Gash credits Magdalene House with saving her life. But as she prepares to graduate from the program, she wonders if the same helping hand will be around to lift others from their cycles of despair.
After two years in operation, Magdalene House is almost out of money and struggling to keep its doors open.
Donations have dried up in the sour economy, leaving the program with just enough cash to survive for another couple of months, said the Rev. Marilyn Powell, who led the effort to found Magdalene House of Charleston.
"We're really hurting and we're faced with closing, which we simply cannot do," Powell said.
"We have three wonderful women there who are working full-time, two of whom are also going to school. We just can't let these women down."
Modeled after a successful program in Nashville, Tenn., the Leeds Avenue home opened in June 2007 as a ministry of St. Stephen's Episcopal Church.

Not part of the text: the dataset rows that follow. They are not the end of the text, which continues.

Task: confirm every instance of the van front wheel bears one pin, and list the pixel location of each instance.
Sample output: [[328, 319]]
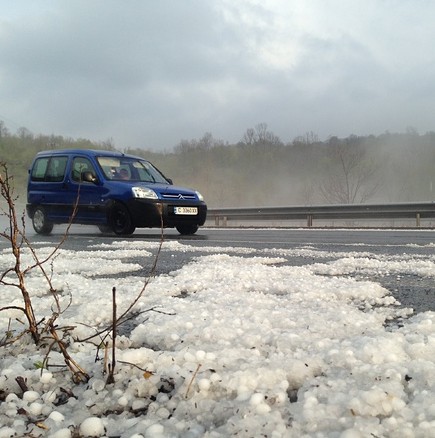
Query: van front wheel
[[120, 220], [40, 222]]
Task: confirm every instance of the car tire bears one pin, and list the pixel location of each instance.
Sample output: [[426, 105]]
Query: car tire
[[187, 230], [120, 220], [40, 222]]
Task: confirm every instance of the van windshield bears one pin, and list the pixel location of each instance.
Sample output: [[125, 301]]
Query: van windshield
[[130, 169]]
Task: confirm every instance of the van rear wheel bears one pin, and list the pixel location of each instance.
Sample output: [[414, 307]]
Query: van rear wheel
[[40, 222], [120, 220], [187, 230]]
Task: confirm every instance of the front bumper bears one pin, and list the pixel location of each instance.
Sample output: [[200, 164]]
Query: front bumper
[[150, 213]]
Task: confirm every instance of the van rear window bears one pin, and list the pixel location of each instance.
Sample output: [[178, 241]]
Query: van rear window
[[49, 169]]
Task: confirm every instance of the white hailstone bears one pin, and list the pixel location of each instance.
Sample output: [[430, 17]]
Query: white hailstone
[[200, 355], [57, 417], [204, 384], [98, 385], [123, 401], [154, 431], [61, 433], [30, 396], [35, 408], [11, 398], [46, 377], [7, 432], [256, 399], [92, 427]]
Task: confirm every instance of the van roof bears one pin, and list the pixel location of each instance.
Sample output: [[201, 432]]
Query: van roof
[[89, 152]]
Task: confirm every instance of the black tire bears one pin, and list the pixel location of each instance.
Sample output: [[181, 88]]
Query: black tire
[[40, 223], [105, 229], [187, 230], [120, 220]]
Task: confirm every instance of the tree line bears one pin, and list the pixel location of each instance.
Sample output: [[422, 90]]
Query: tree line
[[262, 170]]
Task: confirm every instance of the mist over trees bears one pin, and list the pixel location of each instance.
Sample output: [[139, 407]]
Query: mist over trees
[[263, 170]]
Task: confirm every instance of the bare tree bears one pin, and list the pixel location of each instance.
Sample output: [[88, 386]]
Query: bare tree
[[352, 179]]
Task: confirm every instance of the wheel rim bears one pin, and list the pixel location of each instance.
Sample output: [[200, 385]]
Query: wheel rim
[[38, 220]]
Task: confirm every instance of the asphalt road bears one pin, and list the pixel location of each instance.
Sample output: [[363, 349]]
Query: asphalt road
[[411, 290]]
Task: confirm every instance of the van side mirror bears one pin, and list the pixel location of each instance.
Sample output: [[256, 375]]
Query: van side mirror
[[89, 177]]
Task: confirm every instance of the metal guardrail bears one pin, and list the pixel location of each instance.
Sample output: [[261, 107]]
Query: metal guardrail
[[417, 211]]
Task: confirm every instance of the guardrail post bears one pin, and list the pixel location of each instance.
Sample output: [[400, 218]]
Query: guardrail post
[[309, 220]]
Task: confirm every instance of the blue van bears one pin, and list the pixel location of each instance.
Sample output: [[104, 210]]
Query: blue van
[[115, 191]]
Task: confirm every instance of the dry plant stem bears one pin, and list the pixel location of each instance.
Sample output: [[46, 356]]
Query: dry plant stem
[[152, 272], [13, 237], [110, 377], [79, 375], [192, 379]]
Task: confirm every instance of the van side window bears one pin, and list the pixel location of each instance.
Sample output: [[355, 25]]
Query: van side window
[[81, 164], [56, 169], [49, 169]]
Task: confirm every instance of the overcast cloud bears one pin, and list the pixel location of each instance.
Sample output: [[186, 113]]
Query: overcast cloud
[[150, 73]]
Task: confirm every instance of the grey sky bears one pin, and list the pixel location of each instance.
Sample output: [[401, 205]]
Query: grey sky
[[151, 73]]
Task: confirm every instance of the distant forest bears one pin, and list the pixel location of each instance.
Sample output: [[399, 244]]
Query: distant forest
[[262, 170]]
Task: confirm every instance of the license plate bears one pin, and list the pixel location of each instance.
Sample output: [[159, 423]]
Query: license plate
[[186, 210]]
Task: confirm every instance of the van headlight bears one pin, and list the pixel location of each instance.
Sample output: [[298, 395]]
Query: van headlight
[[200, 197], [143, 193]]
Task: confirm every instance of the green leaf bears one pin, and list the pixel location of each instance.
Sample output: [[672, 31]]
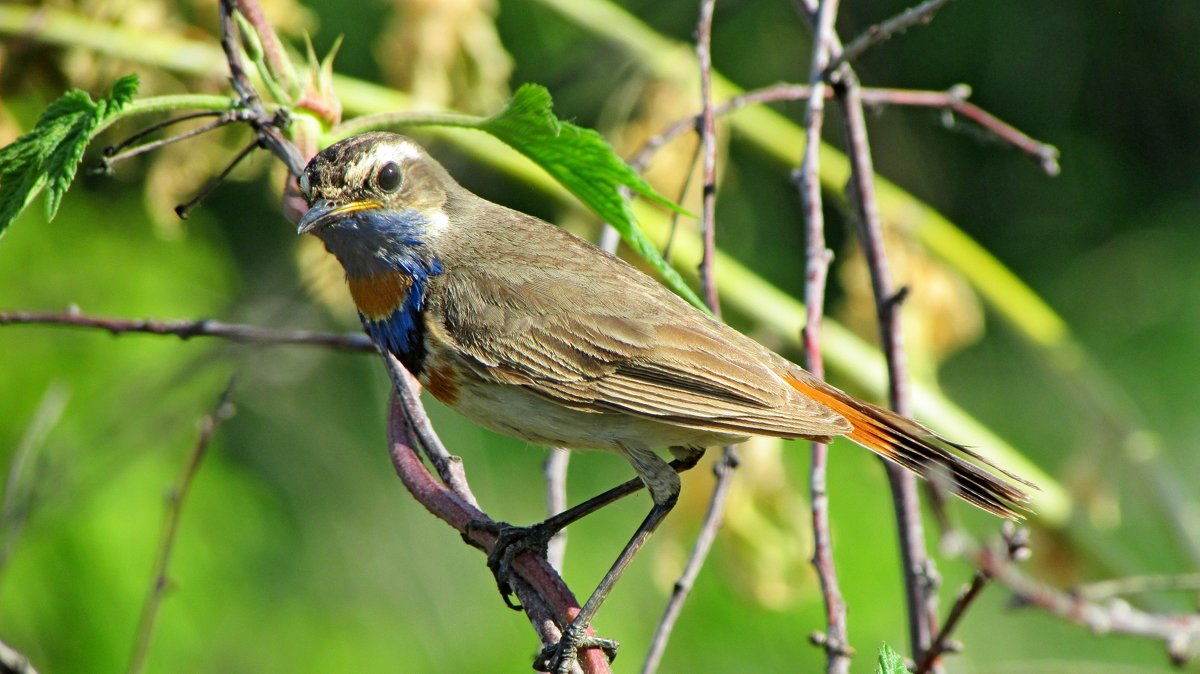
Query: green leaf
[[891, 662], [47, 156], [583, 162]]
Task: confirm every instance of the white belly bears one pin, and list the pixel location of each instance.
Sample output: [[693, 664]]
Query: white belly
[[519, 413]]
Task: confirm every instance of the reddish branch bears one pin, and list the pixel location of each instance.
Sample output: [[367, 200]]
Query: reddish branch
[[953, 101], [545, 599], [190, 329]]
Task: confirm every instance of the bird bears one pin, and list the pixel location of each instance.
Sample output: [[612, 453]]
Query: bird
[[534, 332]]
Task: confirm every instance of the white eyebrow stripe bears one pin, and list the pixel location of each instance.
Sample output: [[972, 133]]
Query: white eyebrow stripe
[[402, 151]]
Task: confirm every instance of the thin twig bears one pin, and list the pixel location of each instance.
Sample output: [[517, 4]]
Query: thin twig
[[834, 639], [916, 564], [941, 643], [448, 465], [1180, 632], [727, 464], [545, 599], [113, 154], [190, 329], [708, 142], [184, 210], [175, 499], [922, 13], [267, 127], [954, 100], [724, 471]]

The program takes women from the streets or prisons and helps them get back on the road to normalcy over a two-year period. During that time, the women live in the modest ranch house, which sleeps four.
The home is funded entirely through donations, and Magdalene House has accepted no state or federal dollars.
Powell estimated that the home needs $2,000 a month to operate on a bare-bones budget.
Magdalene House recently laid off its director to save money, and volunteers have been pitching in to help the residents get to appointments, jobs and school. One of the women now has a car and is helping to ferry her housemates around, but the program has no money to pay for her gas, Powell said.
At the same time, the home has developed a leaky roof and recently had to be treated, at considerable expense, for a bed-bug infestation, Powell said.
She has donated some of her own money to keep the program going, but it's not enough, she said.
Gash said she and other residents have been chipping in cash for rent as well, though the program was intended to be rent-free. "We need to do whatever we can to make ends meet," she said. "There needs to be a place for ladies to come."
Cynthia Arrowood, 43, was a middle-class mother of two from Spartanburg before an addiction to painkillers drove her to deal drugs and pass counterfeit checks.
She ended up at Magdalene House after she was released from prison last year and has stayed clean and sober. Arrowood is supposed to remain at the home until April 2010.
"This is a wonderful program, and I don't know what I will do if it closes down," she said. "I really and truly don't want to go back to where I was."